Since \(\Gamma \) is smooth with nonzero Gaussian curvature everywhere, by stationary phase (see, e.g. [14]) and the construction of \(g\) (see (6.3)),

$$\begin{aligned} \int |\widehat{\psi \sigma }(r(\xi -a))|^2g(r)\,dr\lesssim |\xi -a|^{-(d-1)}. \end{aligned}$$

Thus, to prove Lemma 6.1, it suffices to show

$$\begin{aligned} \int \int |\hat{\mu }(a)|^2|\xi -a|^{-(d-1)}|\xi |^{-d-1+s-\epsilon }\,da\,d\xi <\infty . \end{aligned}$$
(7.2)

For each \(a\ne 0\), let \(\xi =|a|\zeta \), then

$$\begin{aligned} \int |\xi -a|^{-(d-1)}|\xi |^{-d-1+s-\epsilon }\,d\xi =|a|^{-d+s-\epsilon }\int |\zeta -\frac{a}{|a|}|^{-(d-1)}|\zeta |^{-d-1+s-\epsilon }\,d\zeta . \end{aligned}$$

When \(\epsilon \) is small, \(1<s-\epsilon <d\), then \(\int |\zeta -\frac{a}{|a|}|^{-(d-1)}|\zeta |^{-d-1+s-\epsilon }\,d\zeta <\infty \) uniformly because \(\frac{a}{|a|}\in S^{d-1}\) which is compact.

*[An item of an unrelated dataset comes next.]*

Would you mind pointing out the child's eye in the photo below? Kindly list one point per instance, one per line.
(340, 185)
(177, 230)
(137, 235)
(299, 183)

Hence

$$\begin{aligned} \begin{aligned} \int \int |\hat{\mu }(a)|^2|\xi -a|^{-(d-1)}|\xi |^{-d-1+s-\epsilon }\,da\,d\xi&\lesssim \int |\hat{\mu }(a)|^2|a|^{-d+s-\epsilon }\,da\\&<\infty , \end{aligned} \end{aligned}$$
(7.3)

which proves (7.2) and completes the proof of Lemma 6.1.